No pursuit followed us during the fifty-mile dash from Membresa to
Carthage. Either the people of the city lacked horsemen, or their spirit had been knocked out of them by the bloody last stand of the Huns.

   This was fortunate, for
Procopius’ horse could not carry two men at the gallop over a long distance. For most of the way we rode at an easy canter. To me our progress was nightmarishly slow, and I cast anxious glances over my shoulder, expecting to see the dark shapes of riders on the horizon.

  
We rode through the night, and the morning sun was already high in the sky by the time we arrived within sight of Carthage. I was drooping with fatigue, and could scarcely keep my eyes open to take in the blessed sight of the city’s ancient walls.

  
Constantine was in an even more pitiful state. Snatched from the jaws of a hideous death, obliged to ride naked over fifty miles of rough ground, he was overcome as we rode through the city gates, and slid quietly from the saddle.

   The guards on the gate recognized
him, and helped us to scrape the fallen man off the cobbles and carefully lift him onto a stretcher fetched from the guardroom. Their captain was full of tender concern for a fellow soldier, and went puce when I told him what had passed at Membresa.

   “Those filthy, dung-ball savages,” he exclaimed, shaking his fist in the vague direction of the city, “if I was Belisarius, I would lead the garrison out in force again and crucify every living thing in Membresa, down to the last babe in arms.

   “Is the general still in
Carthage?” asked Procopius.

   “No. He sailed yesterday for
Sicily. Word reached here of some mutiny in the garrison at Syracuse. He left Hildiger and Theodore in charge until Solomon returns.”

   Hildiger and Theodore were two of
Belisarius’ subordinates. The general must have withdrawn immediately to Carthage after his victory at Membresa, which meant the rebellion in North Africa was not quite extinguished.

  
“It seems Belisarius is doomed to spend his days rushing from one crisis to another, stamping out fires wherever they spring up,” said Procopius as our comrade was carried to the palace, “I had hoped to find him here.”

   I was so tired I could barely stand, but full of questions. He forestalled them by placing a finger to my lips.

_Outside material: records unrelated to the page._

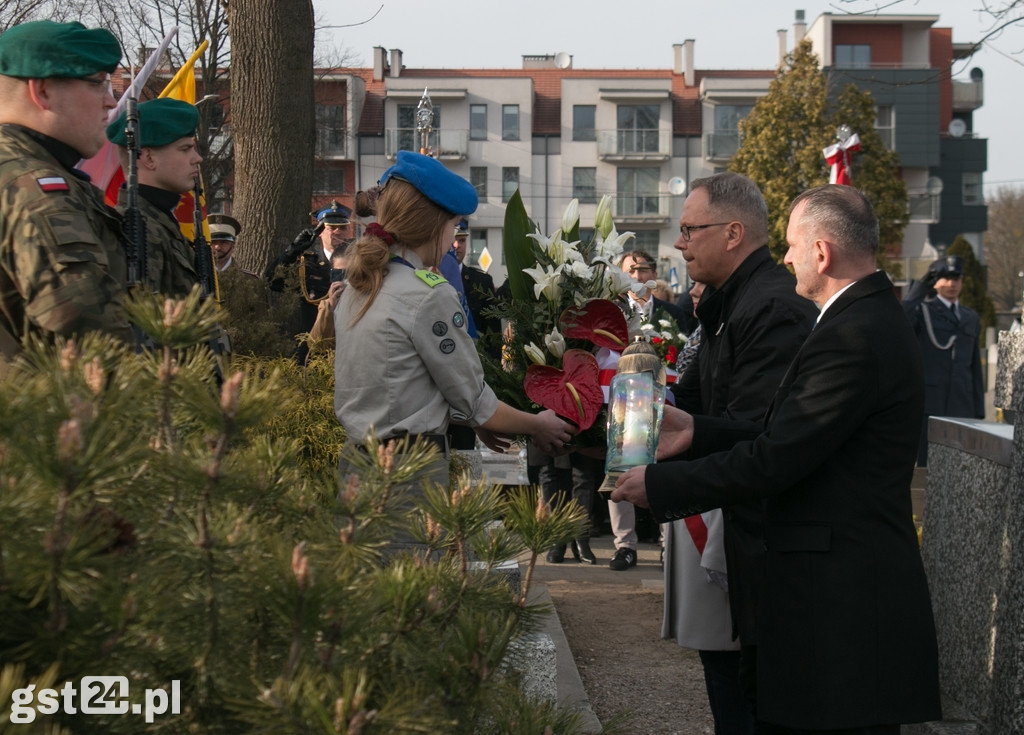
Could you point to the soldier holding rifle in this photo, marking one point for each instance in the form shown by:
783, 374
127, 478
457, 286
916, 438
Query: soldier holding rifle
62, 266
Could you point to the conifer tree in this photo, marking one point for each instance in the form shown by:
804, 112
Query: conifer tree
783, 137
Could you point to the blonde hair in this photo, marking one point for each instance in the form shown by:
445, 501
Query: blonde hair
411, 218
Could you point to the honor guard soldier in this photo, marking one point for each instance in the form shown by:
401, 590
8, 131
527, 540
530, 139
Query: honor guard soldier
62, 267
224, 229
948, 334
312, 249
168, 165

   “Peace,” he said with a rare gleam of kindness, “you look ready to collapse, and I prefer not to trouble the captain for another stretcher. Go to the barracks and sleep. I will tell you all on the voyage back to Sicily.”

  
There was no question of returning to Sicily. We were both sworn to serve Belisarius, and Rome, and had no further purpose in Africa. I was only too glad to leave that benighted continent behind me for the second time.

  
After I had slept a full day, washed, eaten and felt something like a man again, I was summoned by Procopius to his private quarters on the upper floors of the palace. Naturally, his quarters were of the best, and had a balcony overlooking the harbour and the Gulf of Tunis. A slave admitted me, and I found Procopius drinking wine in the company of Constantine.